Morgan notes, too, that it's easier to be in a dual income household, which minimizes the impact of a social worker's often-small paycheck. Previously, Morgan hadn't been able to apply for jobs in the private practice realm because she wasn't fully licensed as a LCSW.
Advice to People Interested in a Career as a Social Worker
Morgan recommends that you get a BSW first, then transition to the MSW program. That way, you'll only have to complete one year in the program before you're out there in the “real world.” Expect to go into homes, find yourself in unsafe neighborhoods, and be on-call for crises. If community mental health isn't what you want to do for the rest of your life, that's okay. Just remind yourself that you have to push through your provisional years to get to the LCSW gold at the end of the rainbow.
Morgan urges that you learn as much as you can about what you'll be getting yourself into. Your internships and field placements will be amazing, but you'll likely not be able to get a job after graduation doing those same things. Listen to the advice of people who have been through it. If you do, you'll feel better when things get rough, because you won't be kicking yourself about “Oh, I should have listened to that person about such-and-such.”

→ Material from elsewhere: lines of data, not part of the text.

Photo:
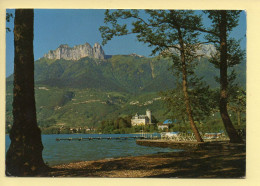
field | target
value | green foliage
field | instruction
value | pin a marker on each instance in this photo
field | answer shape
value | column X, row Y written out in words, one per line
column 65, row 104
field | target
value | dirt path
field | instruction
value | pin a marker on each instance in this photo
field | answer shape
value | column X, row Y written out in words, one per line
column 214, row 163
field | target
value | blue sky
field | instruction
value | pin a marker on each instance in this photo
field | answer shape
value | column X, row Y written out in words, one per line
column 74, row 27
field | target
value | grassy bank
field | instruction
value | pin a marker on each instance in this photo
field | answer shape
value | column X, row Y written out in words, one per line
column 223, row 162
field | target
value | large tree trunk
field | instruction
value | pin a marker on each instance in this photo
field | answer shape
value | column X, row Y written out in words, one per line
column 186, row 94
column 234, row 137
column 24, row 156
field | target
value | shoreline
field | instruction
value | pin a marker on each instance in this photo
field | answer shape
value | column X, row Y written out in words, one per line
column 198, row 163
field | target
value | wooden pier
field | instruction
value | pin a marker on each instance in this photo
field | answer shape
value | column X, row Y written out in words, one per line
column 103, row 138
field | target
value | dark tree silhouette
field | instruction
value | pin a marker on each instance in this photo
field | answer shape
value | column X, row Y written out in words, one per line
column 24, row 156
column 229, row 54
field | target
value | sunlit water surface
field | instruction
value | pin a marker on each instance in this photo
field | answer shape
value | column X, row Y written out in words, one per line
column 59, row 152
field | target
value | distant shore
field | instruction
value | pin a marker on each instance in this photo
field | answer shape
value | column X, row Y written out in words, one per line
column 227, row 162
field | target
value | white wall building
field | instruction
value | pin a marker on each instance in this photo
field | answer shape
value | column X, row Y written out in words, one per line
column 142, row 119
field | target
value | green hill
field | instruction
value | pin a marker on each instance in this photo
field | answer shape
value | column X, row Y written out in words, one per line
column 87, row 91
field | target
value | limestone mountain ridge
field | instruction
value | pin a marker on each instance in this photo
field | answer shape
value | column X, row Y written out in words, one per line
column 77, row 52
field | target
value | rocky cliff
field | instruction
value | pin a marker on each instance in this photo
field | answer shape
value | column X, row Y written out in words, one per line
column 77, row 52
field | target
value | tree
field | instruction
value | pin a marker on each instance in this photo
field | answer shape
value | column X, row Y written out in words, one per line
column 201, row 100
column 170, row 32
column 8, row 18
column 24, row 156
column 228, row 55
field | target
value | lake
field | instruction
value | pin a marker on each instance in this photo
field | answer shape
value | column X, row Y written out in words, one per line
column 59, row 152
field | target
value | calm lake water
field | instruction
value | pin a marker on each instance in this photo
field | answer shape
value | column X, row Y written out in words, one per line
column 59, row 152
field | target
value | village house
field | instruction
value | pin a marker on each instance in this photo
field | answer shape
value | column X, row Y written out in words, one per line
column 142, row 119
column 165, row 125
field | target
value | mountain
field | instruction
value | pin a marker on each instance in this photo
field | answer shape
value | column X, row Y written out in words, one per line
column 77, row 52
column 86, row 91
column 203, row 50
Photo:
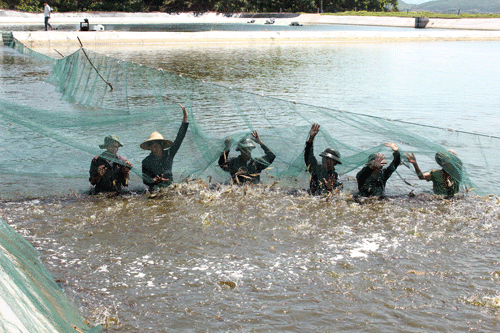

Would Morgan choose the same path for herself, a career as a social worker? She thinks she would, but she would change certain aspects. For example, she wouldn't have been as naïve to believe that she could survive as an outpatient therapist without several other jobs. Morgan does, however, find the career path of social worker quite rewarding, since she loves working with people and helping them deal with their mental health issues.